Aboard a small airplane over East Africa, the setting of for some of Hemingway’s best work, like “Kilimanjaro” and “Macomber,” the pilot crash-landed to avoid a flock of birds. Mary broke some ribs. The flaming crash of a second, rescue plane almost killed them both. Mary made it out of the burning wreckage. Hemingway, trapped inside the plane, used his head as a battering ram to escape through a jammed door. More concussions. Miraculously alive, he was pretty sick afterwards. The biographer Jeffrey Meyers lists injuries that would have killed a normal man: skull fracture; cracked spine; dislocated arm and shoulder; ruptured liver, kidney, and spleen; paralyzed sphincter muscle obstructing sex and urination; crushed vertebrae; and burns to arms, face, and head; and damaged hearing and vision. He was too damaged to go to the Swedish ceremony awarding him the Nobel Prize for Literature.

After the double plane crashes in Africa in 1954 the newspapers began running his obituaries. He read them with pleasure from the comfort of his farm in Cuba. A lifelong avid newspaper reader, he couldn’t entirely ignore what was happening elsewhere. So he was aware of the Korean War and the Hollywood blacklist (hurting so many of the friends who gave him money for Loyalist Spain). And, of course, he’d see how Cuban affairs were reported in the world press.

Soaking up the latest gossip in his favorite Havana bar, the Floridita, he caught on to rumors circulating about the political volcano simmering in the Sierra Maestra Mountains at the other end of the Cuban island. A youth rebellion against the U.S.-backed dictator Batista, led by two former university students, the semi-mythical Fidel Castro (law) and Che Guevara (medicine), originally with only 19 men, was marked by ambushes, bombings, sniping, assassinations, and open attacks on military outposts that were hard to conceal from the public. Batista’s 30,000-man army began leaking defectors to the rebels, and the peasants believed what Castro promised about land reform. From only a few hippie-looking bandidos, Castro now had a popular following.

Fidel and his “barbudos” (bearded ones) were front-page news in the New York Times, which gave them sympathetic coverage. But President Eisenhower and the CIA grew nervous when Castro and his guerrillas marched victoriously into Havana in 1959 and proceeded to nationalize, take over, and run U.S. businesses. The Mafia, which controlled Cuba’s notorious sex-and-gambling enterprises, was kicked off the island (see The Godfather, Part 2). Fidel’s surprise revolution sent alarm bells ringing all through the White House, the Pentagon, and spook headquarters. For decades Cuba had been an American fiefdom. But Castro’s propaganda preaching land reform and women’s rights—some guerrillas were armed females—was decidedly, well, un-American. Washington’s official thinking went, Castro must be a communist (which he may have been, secretly), so let’s get rid of him and put our own people back in the Presidential Palace.

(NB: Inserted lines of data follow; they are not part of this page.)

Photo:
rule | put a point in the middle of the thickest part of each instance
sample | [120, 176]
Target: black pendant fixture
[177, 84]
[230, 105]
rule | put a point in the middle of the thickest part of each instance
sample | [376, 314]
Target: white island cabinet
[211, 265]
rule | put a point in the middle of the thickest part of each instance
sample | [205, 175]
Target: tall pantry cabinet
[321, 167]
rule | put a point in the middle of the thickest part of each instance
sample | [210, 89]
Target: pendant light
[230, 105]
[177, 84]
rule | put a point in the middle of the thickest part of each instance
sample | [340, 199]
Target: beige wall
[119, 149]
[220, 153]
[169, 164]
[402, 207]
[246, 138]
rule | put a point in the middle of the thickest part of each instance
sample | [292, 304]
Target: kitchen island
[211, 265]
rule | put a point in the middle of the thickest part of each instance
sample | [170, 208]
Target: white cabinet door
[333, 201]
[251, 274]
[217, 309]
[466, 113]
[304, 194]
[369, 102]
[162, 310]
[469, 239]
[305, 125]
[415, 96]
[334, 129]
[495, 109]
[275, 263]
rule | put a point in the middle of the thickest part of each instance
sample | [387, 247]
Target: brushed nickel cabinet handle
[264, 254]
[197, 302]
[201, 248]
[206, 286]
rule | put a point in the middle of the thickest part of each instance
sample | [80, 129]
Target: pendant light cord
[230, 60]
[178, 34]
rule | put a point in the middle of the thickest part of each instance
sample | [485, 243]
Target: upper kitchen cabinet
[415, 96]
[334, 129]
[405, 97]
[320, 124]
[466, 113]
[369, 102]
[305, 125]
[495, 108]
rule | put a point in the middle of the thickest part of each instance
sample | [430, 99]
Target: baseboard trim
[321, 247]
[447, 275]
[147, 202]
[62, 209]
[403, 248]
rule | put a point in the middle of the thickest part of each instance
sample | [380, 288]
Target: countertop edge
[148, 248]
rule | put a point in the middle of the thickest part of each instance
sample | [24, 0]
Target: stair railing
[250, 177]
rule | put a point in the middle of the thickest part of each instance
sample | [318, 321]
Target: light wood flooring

Where was Hemingway in all this? It’s been suspected that he slipped money to the Castro rebels early in the uprising, when the fledging M-26 Movement was still holed up in the Sierra Maestra. (I can just picture J. Edgar Hoover frothing at Hemingway helping those troublemakers who so resemble Pilar and Pablo in For Whom the Bell Tolls—incidentally, a book Fidel read for its guerrilla tactics when he was holed up in the mountains.) It would have been consistent with Hemingway’s love of romantic rebels and his hatred of dictators. When the Batista regime fell, Hemingway wished Fidel “all luck,” and later donated his Nobel Prize to Castro. Henceforth the new revolutionary government honored “Ernesto” as an adopted son of Cuba. My guess also is that Hemingway’s machismo, his aggressive manliness, appealed to Fidel, the Bearded One with his submachine gun slung over his shoulder and his many mistresses.